The deeper bind is that the field now holds two safety positions that cannot both win. One says keep the chain of thought legible and unoptimised so we can watch it. The other says summarise or encrypt it so it cannot be distilled or made to spill unsafe content. Anthropic co-authored the first and ships the second. OpenAI co-authored the first and hid o1's reasoning for the second. The distillation war is settling the contest by attrition: every campaign like Alibaba's raises the price of openness, and the reasoning channel goes darker for everyone downstream, your audit trail included. The customer who wanted accountability turns out to be a bystander in a fight between labs over who gets to read the model's mind.

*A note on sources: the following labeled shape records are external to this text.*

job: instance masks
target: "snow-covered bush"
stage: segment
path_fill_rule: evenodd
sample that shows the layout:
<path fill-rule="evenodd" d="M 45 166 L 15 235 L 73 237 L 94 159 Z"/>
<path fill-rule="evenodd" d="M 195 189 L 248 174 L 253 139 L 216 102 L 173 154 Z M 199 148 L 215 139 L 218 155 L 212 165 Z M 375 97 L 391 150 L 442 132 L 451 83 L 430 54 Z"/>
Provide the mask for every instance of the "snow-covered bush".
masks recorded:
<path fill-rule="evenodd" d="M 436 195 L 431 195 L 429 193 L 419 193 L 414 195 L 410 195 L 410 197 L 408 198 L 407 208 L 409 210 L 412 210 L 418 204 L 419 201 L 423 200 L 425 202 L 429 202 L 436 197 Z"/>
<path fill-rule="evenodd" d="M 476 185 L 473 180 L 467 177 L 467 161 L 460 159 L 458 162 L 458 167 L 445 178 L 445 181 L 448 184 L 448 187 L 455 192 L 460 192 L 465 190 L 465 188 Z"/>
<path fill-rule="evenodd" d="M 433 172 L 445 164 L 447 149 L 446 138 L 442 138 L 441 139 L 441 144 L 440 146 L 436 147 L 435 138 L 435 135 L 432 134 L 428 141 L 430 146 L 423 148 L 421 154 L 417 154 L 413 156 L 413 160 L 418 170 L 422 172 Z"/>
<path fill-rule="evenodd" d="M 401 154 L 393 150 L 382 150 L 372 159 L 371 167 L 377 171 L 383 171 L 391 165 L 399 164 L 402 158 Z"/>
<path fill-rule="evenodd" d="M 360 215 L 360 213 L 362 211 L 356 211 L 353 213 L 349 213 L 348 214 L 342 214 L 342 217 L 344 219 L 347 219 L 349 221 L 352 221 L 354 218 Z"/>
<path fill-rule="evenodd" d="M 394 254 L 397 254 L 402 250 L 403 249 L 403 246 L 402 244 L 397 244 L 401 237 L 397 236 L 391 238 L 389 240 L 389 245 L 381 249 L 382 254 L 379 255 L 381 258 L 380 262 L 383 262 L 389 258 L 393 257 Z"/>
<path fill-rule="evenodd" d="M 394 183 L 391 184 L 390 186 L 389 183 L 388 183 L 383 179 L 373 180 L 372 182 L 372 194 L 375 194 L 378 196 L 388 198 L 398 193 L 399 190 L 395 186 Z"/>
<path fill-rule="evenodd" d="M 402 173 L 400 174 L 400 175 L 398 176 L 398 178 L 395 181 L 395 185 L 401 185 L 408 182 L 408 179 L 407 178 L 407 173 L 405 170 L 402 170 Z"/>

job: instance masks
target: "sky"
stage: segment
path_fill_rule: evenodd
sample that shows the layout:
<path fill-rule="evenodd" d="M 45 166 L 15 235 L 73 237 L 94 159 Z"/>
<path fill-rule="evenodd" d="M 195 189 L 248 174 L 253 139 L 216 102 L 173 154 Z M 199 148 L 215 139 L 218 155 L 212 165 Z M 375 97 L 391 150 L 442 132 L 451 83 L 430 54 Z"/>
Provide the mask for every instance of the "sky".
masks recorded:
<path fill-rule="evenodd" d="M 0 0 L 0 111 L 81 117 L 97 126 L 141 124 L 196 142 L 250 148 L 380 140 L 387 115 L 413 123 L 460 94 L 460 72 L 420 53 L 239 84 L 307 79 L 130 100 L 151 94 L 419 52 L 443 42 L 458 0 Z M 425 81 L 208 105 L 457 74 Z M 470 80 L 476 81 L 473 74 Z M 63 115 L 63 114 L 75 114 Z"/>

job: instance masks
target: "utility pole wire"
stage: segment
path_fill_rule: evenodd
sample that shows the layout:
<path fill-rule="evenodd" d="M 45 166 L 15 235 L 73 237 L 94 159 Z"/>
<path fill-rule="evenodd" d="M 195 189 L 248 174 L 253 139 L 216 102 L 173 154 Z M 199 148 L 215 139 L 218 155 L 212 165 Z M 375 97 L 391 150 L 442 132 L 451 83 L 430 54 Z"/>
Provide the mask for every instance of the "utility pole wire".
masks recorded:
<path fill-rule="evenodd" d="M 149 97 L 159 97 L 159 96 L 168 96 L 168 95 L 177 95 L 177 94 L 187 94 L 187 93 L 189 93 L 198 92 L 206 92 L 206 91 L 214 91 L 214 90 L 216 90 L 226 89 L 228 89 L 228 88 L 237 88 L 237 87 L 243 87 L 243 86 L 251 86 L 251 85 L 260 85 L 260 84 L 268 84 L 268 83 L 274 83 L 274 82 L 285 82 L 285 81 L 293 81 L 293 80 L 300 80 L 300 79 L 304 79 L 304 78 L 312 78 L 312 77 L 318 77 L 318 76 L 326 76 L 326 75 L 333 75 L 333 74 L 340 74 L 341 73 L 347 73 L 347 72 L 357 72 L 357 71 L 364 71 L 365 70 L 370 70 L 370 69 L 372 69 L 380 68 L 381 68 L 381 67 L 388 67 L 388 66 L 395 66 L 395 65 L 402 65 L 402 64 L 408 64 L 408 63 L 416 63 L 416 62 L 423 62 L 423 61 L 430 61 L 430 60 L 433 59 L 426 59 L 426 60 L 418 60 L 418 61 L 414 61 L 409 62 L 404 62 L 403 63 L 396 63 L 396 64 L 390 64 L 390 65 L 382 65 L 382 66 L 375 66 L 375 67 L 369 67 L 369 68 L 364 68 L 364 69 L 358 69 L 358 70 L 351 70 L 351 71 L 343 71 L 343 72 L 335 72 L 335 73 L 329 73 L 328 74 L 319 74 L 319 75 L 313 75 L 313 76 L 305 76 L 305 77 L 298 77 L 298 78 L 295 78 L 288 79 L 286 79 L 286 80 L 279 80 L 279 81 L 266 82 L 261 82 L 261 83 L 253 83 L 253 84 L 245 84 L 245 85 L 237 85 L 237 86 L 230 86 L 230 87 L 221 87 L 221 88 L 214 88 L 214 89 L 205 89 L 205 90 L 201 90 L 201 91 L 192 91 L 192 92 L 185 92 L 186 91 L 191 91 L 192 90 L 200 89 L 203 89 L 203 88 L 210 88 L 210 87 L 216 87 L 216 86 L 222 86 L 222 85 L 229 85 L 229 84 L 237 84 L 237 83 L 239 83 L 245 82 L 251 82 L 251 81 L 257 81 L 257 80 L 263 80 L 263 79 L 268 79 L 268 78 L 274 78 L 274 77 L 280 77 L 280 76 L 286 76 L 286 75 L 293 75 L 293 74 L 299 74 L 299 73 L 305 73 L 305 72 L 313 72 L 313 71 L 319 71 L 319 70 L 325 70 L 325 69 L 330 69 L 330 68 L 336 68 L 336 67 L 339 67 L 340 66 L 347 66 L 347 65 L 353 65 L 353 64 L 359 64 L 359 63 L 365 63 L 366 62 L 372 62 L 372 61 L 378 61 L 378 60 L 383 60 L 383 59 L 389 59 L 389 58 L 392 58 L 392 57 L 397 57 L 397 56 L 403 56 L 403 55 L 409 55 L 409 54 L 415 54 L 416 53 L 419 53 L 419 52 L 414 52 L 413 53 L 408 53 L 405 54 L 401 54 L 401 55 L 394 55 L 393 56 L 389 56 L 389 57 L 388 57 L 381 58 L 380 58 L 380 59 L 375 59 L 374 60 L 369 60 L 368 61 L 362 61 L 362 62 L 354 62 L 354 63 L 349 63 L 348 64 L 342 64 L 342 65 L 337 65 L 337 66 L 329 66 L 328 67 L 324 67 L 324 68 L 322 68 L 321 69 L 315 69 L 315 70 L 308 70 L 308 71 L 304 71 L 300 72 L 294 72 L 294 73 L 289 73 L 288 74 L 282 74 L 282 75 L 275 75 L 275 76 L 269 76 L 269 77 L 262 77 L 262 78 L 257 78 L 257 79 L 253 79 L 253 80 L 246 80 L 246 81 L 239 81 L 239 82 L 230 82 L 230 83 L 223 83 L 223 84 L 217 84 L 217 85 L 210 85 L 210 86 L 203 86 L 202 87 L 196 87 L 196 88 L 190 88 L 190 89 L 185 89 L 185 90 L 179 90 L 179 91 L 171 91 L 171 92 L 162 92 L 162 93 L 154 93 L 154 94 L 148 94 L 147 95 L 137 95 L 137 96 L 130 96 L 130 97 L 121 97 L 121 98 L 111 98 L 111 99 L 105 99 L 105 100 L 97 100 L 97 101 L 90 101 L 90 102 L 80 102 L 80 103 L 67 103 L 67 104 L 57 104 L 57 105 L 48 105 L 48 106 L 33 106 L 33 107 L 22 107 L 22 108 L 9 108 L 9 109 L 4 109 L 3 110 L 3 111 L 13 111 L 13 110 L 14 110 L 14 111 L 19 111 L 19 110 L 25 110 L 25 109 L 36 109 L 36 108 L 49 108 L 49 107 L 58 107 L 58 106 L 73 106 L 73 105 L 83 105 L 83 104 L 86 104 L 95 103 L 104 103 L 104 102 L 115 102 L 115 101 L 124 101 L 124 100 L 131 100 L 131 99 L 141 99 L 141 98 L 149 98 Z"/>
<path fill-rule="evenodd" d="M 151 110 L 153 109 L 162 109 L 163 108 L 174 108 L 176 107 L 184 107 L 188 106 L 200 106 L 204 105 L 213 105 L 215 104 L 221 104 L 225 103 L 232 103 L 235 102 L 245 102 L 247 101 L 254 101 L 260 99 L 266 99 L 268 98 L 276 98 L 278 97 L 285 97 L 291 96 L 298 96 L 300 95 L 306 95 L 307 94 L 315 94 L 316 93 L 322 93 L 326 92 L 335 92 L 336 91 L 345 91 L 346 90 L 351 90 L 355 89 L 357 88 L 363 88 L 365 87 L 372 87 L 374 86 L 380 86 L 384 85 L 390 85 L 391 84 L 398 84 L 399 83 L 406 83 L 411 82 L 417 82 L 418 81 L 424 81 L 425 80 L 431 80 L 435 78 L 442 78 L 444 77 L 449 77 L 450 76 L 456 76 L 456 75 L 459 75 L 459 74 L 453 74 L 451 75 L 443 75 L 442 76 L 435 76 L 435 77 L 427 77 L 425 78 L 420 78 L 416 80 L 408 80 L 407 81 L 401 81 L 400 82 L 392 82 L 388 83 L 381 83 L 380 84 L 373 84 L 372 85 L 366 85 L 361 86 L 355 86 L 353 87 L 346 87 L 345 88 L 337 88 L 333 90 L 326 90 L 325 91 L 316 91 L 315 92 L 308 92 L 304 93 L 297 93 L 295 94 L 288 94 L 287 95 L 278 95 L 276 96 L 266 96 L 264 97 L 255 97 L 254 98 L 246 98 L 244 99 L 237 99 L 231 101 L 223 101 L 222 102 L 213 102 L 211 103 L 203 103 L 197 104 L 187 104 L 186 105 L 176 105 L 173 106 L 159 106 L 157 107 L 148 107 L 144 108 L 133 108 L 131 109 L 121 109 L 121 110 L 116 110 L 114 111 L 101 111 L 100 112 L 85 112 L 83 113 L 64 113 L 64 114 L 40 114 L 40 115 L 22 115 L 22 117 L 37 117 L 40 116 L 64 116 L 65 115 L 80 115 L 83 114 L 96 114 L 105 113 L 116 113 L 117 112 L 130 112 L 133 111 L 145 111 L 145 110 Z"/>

You might think self-hosting your way around the paywall fixes it. Run an open-weights model, keep the full unsummarised trace on your own disk, and the gate disappears. The gate does. The faithfulness gap does not. Anthropic's experiments tested DeepSeek R1's open reasoning alongside Claude's and found the same distance between what the models did and what they said. Owning the raw trace gets you more text. It does not get you a truthful one.

The bet

Here is what I can verify today. The reasoning a coding agent shows you is a second model's summary. The raw version sits behind a sales contract. And even that raw version is documented, by the company that makes it, to misstate the real reasoning most of the time. The honest posture follows from that: use the reasoning display as a debugging aid and a capability lever, and never as an attestation. Put your accountability where it can actually stand, in the inputs, the outputs and the actions, captured outside the model, which is roughly the "scrappy scraping" McCanna ends up recommending almost in passing. And a bounded prediction to hold me to. If a vendor ever tries to sell you the thinking log as a compliance record, ask for its faithfulness number, the one Anthropic has already published for its own model. Near as I can tell, no lab has a version of that figure it would put in a contract. Until one does, and until it clears a bar a regulator would accept, the reasoning trace is a story the model tells about its work. Often a helpful story. Not evidence.